Un esempio di fantascienza a teatro, in cui ci s'interroga sul rapporto di ognuno con la tecnologia, e con la sua possibile evoluzione nel futuro

Raccontare storie ambientate nel futuro prossimo è un esercizio confinato in un genere: la fantascienza. Esiste una tradizione di fantascienza in letteratura e nel cinema, ma a teatro non è molto diffusa. Con Numero Primo, in scena da mercoledì 9 novembre 2016 alle ore 21.00 (repliche fino a domenica 13) al Teatro Nuovo di Napoli, Marco Paolini porta in scena una nuova “stagione” degli Album, ai quali ha affidato tra il 1987 e il 2003 alcuni dei suoi primi spettacoli, in cui amalgamava sul palcoscenico l’autobiografia e il ritratto generazionale.

Più di ieri, quando gli Album raccontavano soprattutto storie d’iniziazione, questo spettacolo dell’età matura tende, invece, a parlare in modo diretto di oggi, della realtà odierna, drammaticamente alle prese con una pervasiva rivoluzione tecnologica.

Numero primo racconta di un futuro probabile, fatto di cose, di bestie e di umani rimescolati insieme, come si fa con le carte prima di giocare. Il titolo fa riferimento al soprannome del protagonista, figlio di Ettore e di madre incerta, protagonista di una storia ambientata in un prossimo futuro e, per questo, confinante con la fantascienza.

Marco Paolini e Gianfranco Bettin, coautori di questo lavoro, sono partiti da alcune domande, tra cui: Qual è il rapporto di ciascuno di noi con l’evoluzione delle tecnologie? Quanto tempo della nostra vita esse occupano? Quali domande ci poniamo e quali invece no a proposito del ritmo di adeguamento che ci impongono per stare al loro passo?

“Ho un’età – afferma l’autore, regista e interprete veneto – in cui non sento il bisogno di guardare indietro, di ricostruire, preferisco sforzarmi di immaginare il futuro, così porto in scena un Album con nuovi personaggi. Parlerò della mia generazione alle prese con una pervasiva rivoluzione tecnologica, dell’attrazione e della diffidenza verso di essa, del riaffiorare del lavoro manuale come resistenza al digitale”.

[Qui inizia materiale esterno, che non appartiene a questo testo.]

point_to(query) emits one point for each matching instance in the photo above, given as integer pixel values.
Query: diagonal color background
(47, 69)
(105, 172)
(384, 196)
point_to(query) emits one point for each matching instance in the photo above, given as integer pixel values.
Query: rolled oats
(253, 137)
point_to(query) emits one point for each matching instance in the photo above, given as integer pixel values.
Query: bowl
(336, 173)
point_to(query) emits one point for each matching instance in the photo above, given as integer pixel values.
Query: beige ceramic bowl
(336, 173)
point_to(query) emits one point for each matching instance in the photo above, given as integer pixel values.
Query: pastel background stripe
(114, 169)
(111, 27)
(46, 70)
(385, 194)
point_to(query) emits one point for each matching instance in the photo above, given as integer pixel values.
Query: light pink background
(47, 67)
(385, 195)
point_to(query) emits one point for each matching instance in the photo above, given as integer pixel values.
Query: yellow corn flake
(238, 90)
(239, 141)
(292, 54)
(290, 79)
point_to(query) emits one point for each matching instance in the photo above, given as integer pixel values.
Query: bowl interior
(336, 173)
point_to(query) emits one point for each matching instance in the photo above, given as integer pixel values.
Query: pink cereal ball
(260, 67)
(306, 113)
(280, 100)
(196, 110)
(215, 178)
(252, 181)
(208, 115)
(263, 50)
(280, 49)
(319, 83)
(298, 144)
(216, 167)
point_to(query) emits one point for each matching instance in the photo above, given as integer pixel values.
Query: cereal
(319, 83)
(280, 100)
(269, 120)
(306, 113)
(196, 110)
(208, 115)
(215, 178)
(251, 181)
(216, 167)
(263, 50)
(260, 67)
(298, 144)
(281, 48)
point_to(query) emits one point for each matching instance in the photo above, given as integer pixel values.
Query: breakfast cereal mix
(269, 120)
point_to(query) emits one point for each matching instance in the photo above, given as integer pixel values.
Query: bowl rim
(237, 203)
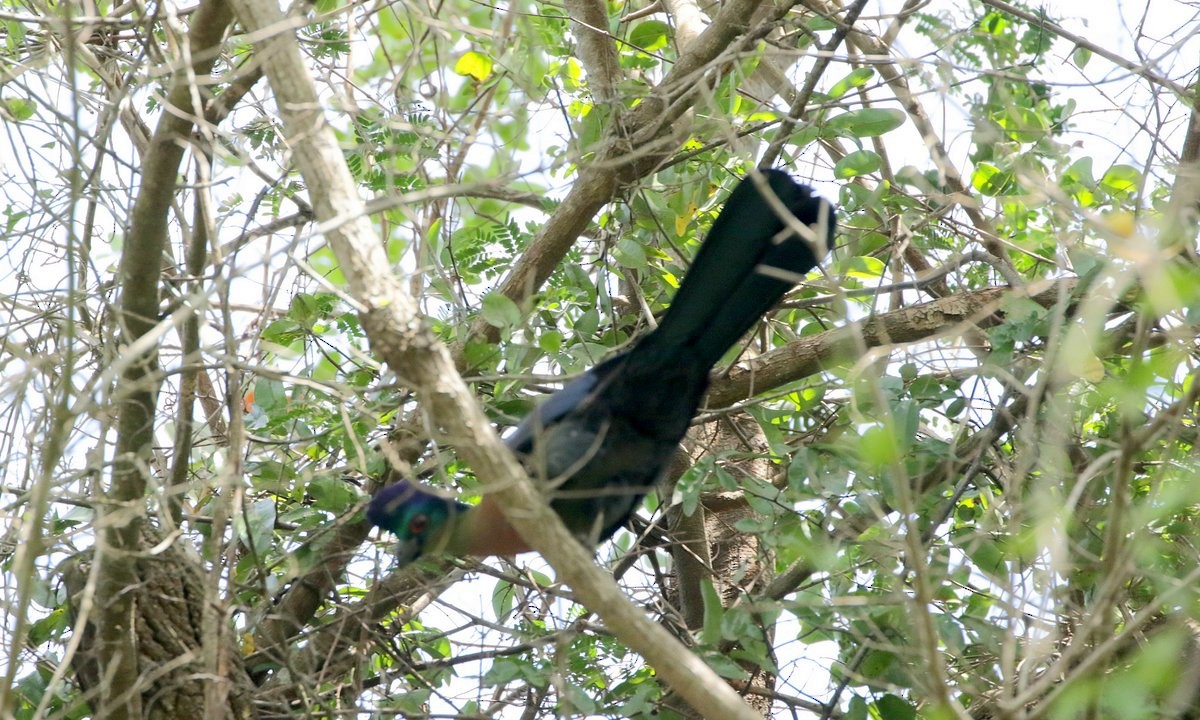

Paolini, dunque, sceglie un nuovo sentiero narrativo, non più legato al nostro passato collettivo, ma proiettato verso il futuro. Si materializza un paesaggio umano e geografico dell’Italia di domani, dalla multinazionale che riproduce tutto in scala, a Porto Marghera trasformata in un centro di produzione di neve finta, perché quella vera non scende più, fino alla nuova scuola per adulti intitolata non più a Carducci ma a Steve Jobs.

Le atmosfere rurali e provinciali rituali e immutabili nel tempo entrano qui in contatto con frammenti di fantascienza e nozioni scientifiche, dove scienza, tecnologia e potere si intrecciano con il senso della vita. Al narratore sulla scena tocca il compito di rendere credibili cose possibili domani, ma che oggi appaiono inverosimili.

 

Numero Primo, di Gianfranco Bettin e Marco Paolini

Napoli, Teatro Nuovo – da mercoledì 9 a domenica 13 novembre 2016

Inizio spettacoli ore 21.00 (mercoledì, giovedì e sabato), ore 18.30 (venerdì e domenica)

Info e prenotazioni al numero 0814976267 email  botteghino@teatronuovonapoli.it

Da mercoledì 9 a domenica 13 novembre 2016

Napoli, Teatro Nuovo

 

Jolefilm

presenta

 

Marco Paolini

in

 

NUMERO PRIMO

Studio per un nuovo Album

testi di Gianfranco Bettin e Marco Paolini

Nella stazione spaziale del film 2001 Odissea nello spazio ci sono cabine telefoniche a disposizione dei viaggiatori, sono modernissime, confortevoli e permettono di fare videochiamate, ma sono fisse. Nessuno dei protagonisti del film usa un telefono portatile o

un palmare.

In 20.000 leghe sotto i mari Jules Verne immagina l’uso di energie, materiali e tecnologie che assomigliano moltissimo a quelli che sono stati effettivamente poi usati per i moderni sottomarini. Ma le previsioni più stupefacenti e azzeccate sul futuro sembrano quelle contenute nelle Mille e una notte: l’invenzione del password “apriti sesamo” e del touch-screen della lampada di Aladino. Possiamo quindi aspettare con fiducia l’avvento del tappeto volante in tempi ragionevoli.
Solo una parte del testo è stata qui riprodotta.